Guan-Lin Chao, Chih Chi Hu, Bing Liu, John Paul Shen, Ian Lane
In UbiComp 2019 Workshop on Continual and Multimodal Learning for Internet of Things
[bib] [pdf]

@inproceedings{chao2019audio,
title={Audio-Visual {TED} Corpus: Enhancing the {TED-LIUM} Corpus with Facial Information, Contextual Text and Object Recognition},
author={Chao, Guan-Lin and Hu, Chih Chi and Liu, Bing and Shen, John Paul and Lane, Ian},
booktitle={UbiComp Workshop on Continual and Multimodal Learning for Internet of Things},
year={2019}
}

Abstract
We present a variety of new visual features in extension to the TED-LIUM corpus. We re-aligned the original TED talk audio transcriptions with official TED.com videos.
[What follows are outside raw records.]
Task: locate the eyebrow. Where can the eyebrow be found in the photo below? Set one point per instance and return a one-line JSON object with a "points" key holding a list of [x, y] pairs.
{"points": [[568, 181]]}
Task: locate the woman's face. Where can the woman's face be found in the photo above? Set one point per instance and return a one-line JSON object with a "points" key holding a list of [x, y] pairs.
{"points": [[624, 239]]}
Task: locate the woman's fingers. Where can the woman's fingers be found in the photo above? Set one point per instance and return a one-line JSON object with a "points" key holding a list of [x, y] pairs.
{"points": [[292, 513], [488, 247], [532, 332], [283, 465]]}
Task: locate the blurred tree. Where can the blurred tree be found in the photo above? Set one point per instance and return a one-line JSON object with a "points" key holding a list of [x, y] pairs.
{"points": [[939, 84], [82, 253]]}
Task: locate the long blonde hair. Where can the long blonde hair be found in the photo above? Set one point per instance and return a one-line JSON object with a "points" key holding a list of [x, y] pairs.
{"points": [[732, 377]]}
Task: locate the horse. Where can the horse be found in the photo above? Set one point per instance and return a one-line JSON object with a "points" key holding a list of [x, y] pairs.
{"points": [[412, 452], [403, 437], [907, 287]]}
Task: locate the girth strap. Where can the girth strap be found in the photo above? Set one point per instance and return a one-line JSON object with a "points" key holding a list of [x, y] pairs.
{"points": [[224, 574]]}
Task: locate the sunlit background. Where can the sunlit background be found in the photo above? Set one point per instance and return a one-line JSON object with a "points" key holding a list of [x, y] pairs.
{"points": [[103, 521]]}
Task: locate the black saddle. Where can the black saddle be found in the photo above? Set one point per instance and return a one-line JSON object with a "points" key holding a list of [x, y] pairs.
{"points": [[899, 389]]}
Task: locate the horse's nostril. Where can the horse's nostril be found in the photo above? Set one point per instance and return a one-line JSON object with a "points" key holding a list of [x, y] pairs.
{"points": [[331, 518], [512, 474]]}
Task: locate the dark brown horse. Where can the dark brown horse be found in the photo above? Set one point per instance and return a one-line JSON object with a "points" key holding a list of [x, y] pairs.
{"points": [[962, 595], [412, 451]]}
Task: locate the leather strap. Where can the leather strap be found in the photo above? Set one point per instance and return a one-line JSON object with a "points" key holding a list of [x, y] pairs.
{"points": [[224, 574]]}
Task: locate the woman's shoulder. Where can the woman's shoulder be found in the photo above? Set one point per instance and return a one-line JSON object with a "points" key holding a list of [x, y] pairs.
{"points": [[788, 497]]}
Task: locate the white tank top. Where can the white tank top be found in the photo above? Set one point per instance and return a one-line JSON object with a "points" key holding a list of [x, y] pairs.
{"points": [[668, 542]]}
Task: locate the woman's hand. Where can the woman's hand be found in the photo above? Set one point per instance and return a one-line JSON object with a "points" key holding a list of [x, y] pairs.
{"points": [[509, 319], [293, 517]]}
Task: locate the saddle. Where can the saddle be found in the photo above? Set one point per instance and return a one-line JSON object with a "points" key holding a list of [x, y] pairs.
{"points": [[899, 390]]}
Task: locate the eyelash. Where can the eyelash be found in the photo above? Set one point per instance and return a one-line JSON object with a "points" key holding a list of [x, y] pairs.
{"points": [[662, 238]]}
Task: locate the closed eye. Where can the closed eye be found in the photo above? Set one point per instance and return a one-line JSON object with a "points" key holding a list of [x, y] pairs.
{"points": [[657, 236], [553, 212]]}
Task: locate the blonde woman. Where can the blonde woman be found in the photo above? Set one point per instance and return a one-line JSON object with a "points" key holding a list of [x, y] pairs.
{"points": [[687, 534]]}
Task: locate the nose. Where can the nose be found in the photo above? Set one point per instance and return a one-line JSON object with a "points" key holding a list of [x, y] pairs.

By utilizing state-of-the-art models for face and facial landmarks detection, optical character recognition, object detection and classification, we extract four new visual features that can be used for Large-Vocabulary Continuous Speech Recognition (LVCSR) systems, including facial images, landmarks, text, and objects in the scenes. The facial images and landmarks can be used in combination with audio for audio-visual acoustic modeling where the visual modality provides robust features in adverse acoustic environments. The contextual information, i.e. extracted text and detected objects in the scene can be used as prior knowledge to create contextual language models. Experimental results showed the efficacy of using visual features on top of acoustic features for speech recognition in overlapping speech scenarios.